La capacité pour chaque individu de générer des droits à la protection sociale est aujourd'hui largement assise sur le travail. On comprend alors aisément que, avec trois millions de chômeurs, il y ait quelques ressorts à retendre. Les entreprises ont été progressivement amenées à prendre un rôle croissant dans notre modèle social : accords sur l'emploi des seniors, sur l'égalité, sur l'emploi des personnes handicapées, etc. Nombre d'entre elles, grandes ou petites, endossent aujourd'hui une « responsabilité sociale ». Elles le font d'autant plus facilement qu'elles ont compris que la performance sociale constitue un puissant levier de la performance économique. Bref, il n'est guère étonnant que les représentants de l'entreprise s'interrogent aujourd'hui sur des engagements qui dépassent largement ses frontières et concernent l'ensemble de la société. Et que l'on réfléchisse sur le passage « de l'entreprise engagée à l'entreprise providence », comme l'ont fait les Entretiens de la cohésion sociale.* L'État étant de plus en plus questionné sur sa capacité à agir en terme de protection sociale et certaines entreprises institutionnalisant leur façon d'accorder leur modèle économique à leur modèle social et réciproquement, faut-il pour autant qu'une « entreprise providence » se substitue à l'État providence?

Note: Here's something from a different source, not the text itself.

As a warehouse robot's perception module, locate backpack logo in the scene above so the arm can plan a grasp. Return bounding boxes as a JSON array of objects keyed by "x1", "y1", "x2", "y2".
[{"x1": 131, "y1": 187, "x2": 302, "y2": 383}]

Les entreprises n'ont pas d'autre mission que de produire et de réaliser du profit

Il est certes pertinent et bénéfique que les entreprises se préoccupent des conséquences collectives de leurs choix en termes de contrat social interne et qu'elles manifestent une volonté de dialogue sur la refonte de leur modèle social. Mais il faut raison garder. Les entreprises n'ont pas d'autres missions que de produire et de réaliser du profit. Elles sont en droit de se questionner sur leur engagement social. Mais, il faut être prudent quant à leur légitimité à agir en tant qu'entreprise providence. Une telle transformation de leur rôle impliquerait qu'elles soient en mesure d'agir en lieu et place de la puissance publique en termes de santé, de retraite, de formation et d'emploi. Disons le tout net : ce n'est pas de leur ressort. Elles n'en ont ni les moyens ni la légitimité. Même si l'État était amené à abandonner plusieurs de ses prérogatives en la matière, les entreprises ne pourraient d'aucune manière être à même de s'y substituer. Elles peuvent certes réinvestir une partie de leurs profits en faveur de leur propre modèle social, mais quel autre acteur que l'État peut-il être garant du respect de l'intérêt général? Si la négociation sur la redistribution des responsabilités des acteurs semble s'ouvrir, celle-ci ne doit pas pour autant conduire à une redéfinition hasardeuse des rôles de chacun. L'entreprise peut certes veiller à la mise en place d'un pacte social redéfini au service de la rentabilité économique et réciproquement, mais gare au mélange des genres. Méfions-nous des discours incantatoires sur le bien-fondé illusoire de l'entreprise providence, car, après tout, au nom de quel principe une « entreprise-léviathan » pourrait-elle incarner le monopole, qui appartient à l'État, de la contrainte légitime? Si l'on prétendait substituer les entreprises à l'État, le seul moyen de garantir une protection sociale au service de l'intérêt général prise en charge par une véritable entreprise providence, serait en définitive de collectiviser leurs capacités productives, la définition de leur emploi et leur fin... Est-ce vraiment ce que l'on veut?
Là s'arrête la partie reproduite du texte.